Closed DanielChico closed 4 months ago
Hi there! For this, is there a need to have an endpoint, or would it be better if exposed as a Python API you can use internally? Could you also share more about what you're using RouteLLM for? Would love to better understand the use case so we can figure out how to make this library better :)
Hello, You are right it would be better to expose it as a Python API. I suggested the endpoint because I thought it would be the least disruptive way, considering how it is currently used with the config file, etc. Can you suggest a way to do it as a Python API so there is no need to deploy the server?
I will explain my use case. I have an API Gateway that takes requests in the OpenAI format and redirects them to the providers, even those providers that don't have an OpenAI-like API. Instead of exposing the models directly, we prefer to expose some shadowed names that represent models with different qualities. Let's name them 1, 2, and 3, with 1 being the best model and 3 the worst. This is done so we can continuously study which models best fit each quality characteristic, and we can change them without the user noticing.
The service also has usage limits and shows the requests and token usage of each user. What I want to do is add a fourth model named "auto," for example, that decides according to the prompt whether it's better to use model 1 or 2. I thought I could do this using your API, but we face some problems. First, the models are hardcoded in the API, so I cannot call the models as I want. The API key is loaded when the server runs, so I cannot pass the API key with each request to bind the request to the user who made it.
After some thought, I realized that the only feature I need for my use case is to know which model is the best for a prompt. I don't need the full API feature, so I came here to suggest making this feature.

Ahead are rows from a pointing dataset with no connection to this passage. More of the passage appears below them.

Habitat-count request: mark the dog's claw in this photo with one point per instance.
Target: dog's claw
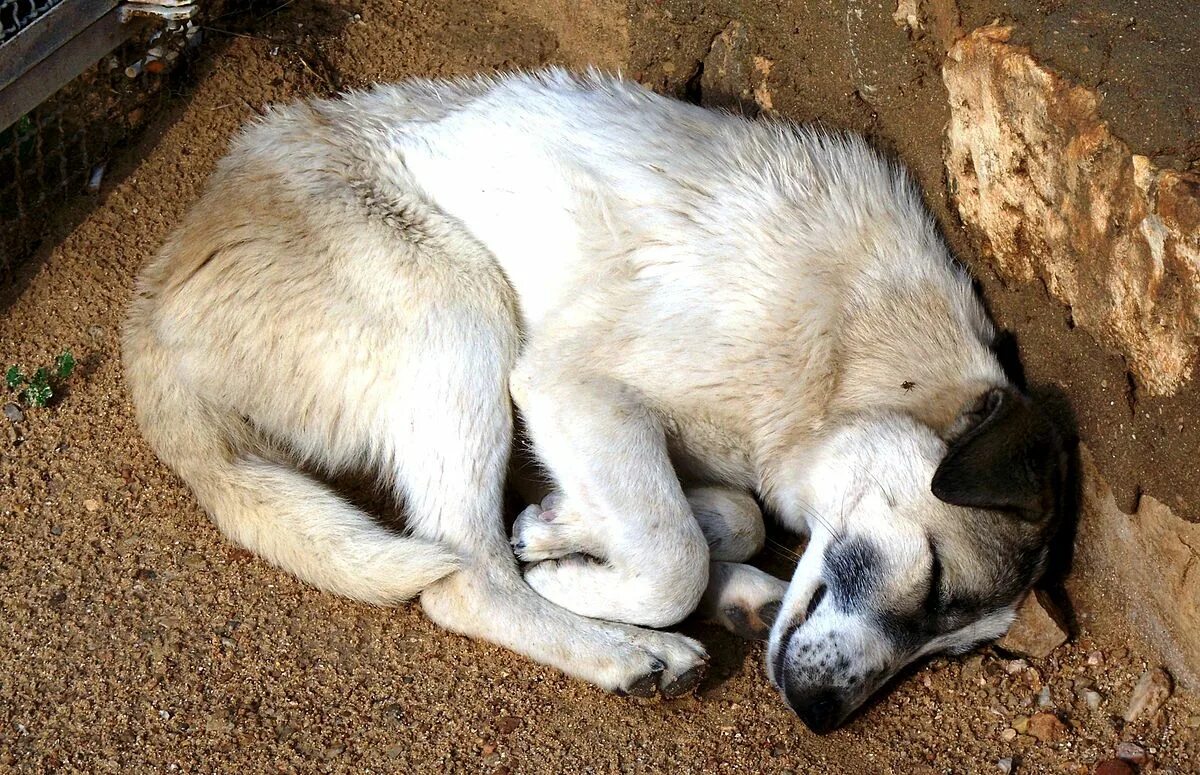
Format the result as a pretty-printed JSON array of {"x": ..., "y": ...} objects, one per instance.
[
  {"x": 685, "y": 683},
  {"x": 769, "y": 612},
  {"x": 647, "y": 685}
]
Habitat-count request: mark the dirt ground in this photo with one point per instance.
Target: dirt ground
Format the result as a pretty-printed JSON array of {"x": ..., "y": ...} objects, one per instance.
[{"x": 135, "y": 638}]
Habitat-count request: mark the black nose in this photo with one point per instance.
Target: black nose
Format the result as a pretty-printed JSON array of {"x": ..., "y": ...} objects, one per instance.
[{"x": 819, "y": 709}]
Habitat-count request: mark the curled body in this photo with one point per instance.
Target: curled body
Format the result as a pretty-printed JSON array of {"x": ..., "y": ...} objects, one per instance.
[{"x": 693, "y": 313}]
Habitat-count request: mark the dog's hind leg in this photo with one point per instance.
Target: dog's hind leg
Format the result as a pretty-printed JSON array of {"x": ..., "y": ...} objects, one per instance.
[
  {"x": 451, "y": 450},
  {"x": 742, "y": 599},
  {"x": 609, "y": 454},
  {"x": 486, "y": 598},
  {"x": 730, "y": 520}
]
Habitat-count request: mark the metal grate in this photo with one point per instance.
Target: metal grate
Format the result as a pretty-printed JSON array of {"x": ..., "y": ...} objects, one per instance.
[
  {"x": 17, "y": 14},
  {"x": 59, "y": 149}
]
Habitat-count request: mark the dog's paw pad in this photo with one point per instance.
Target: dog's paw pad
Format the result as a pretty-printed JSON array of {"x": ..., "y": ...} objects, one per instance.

Here's a Python interface we're considering:
from routellm import RouterManager
mf_router = RouterManager(router="mf", config="config.example.yaml", strong_model="gpt-4o", weak_model="llama3")
model_name = mf_router.route(prompt="Hello!", threshold=0.116)
print(f"Routing to {model_name}") # Either "gpt-4o" or "llama3"
What do you think? Also, would this work better than a HTTP endpoint for your use case?
I think this will be perfect for our use case. If you let me, I would be willing to assist with its implementation. Let me know if you would like my help or if you prefer doing it by yourself.
Thank you for the feedback!
There's a WIP PR opened at https://github.com/lm-sys/RouteLLM/pull/13 that should satisfy your use-case. I've made some changes to match our existing OpenAI-compatible interface. Will look to merge it soon!
First of all, I want to congratulate you on this project. I think it is excellent. I would like to integrate this functionality with my existing workflow. I have a gateway that integrates multiple providers, and I need to know which model would be the best to call, instead of making a request through this API.
Therefore, I believe it would be beneficial to have an endpoint that simply indicates which model is the best. I can develop this feture by myself; I just want to know if you also think this would be a good feature so I can make a PR to contribute.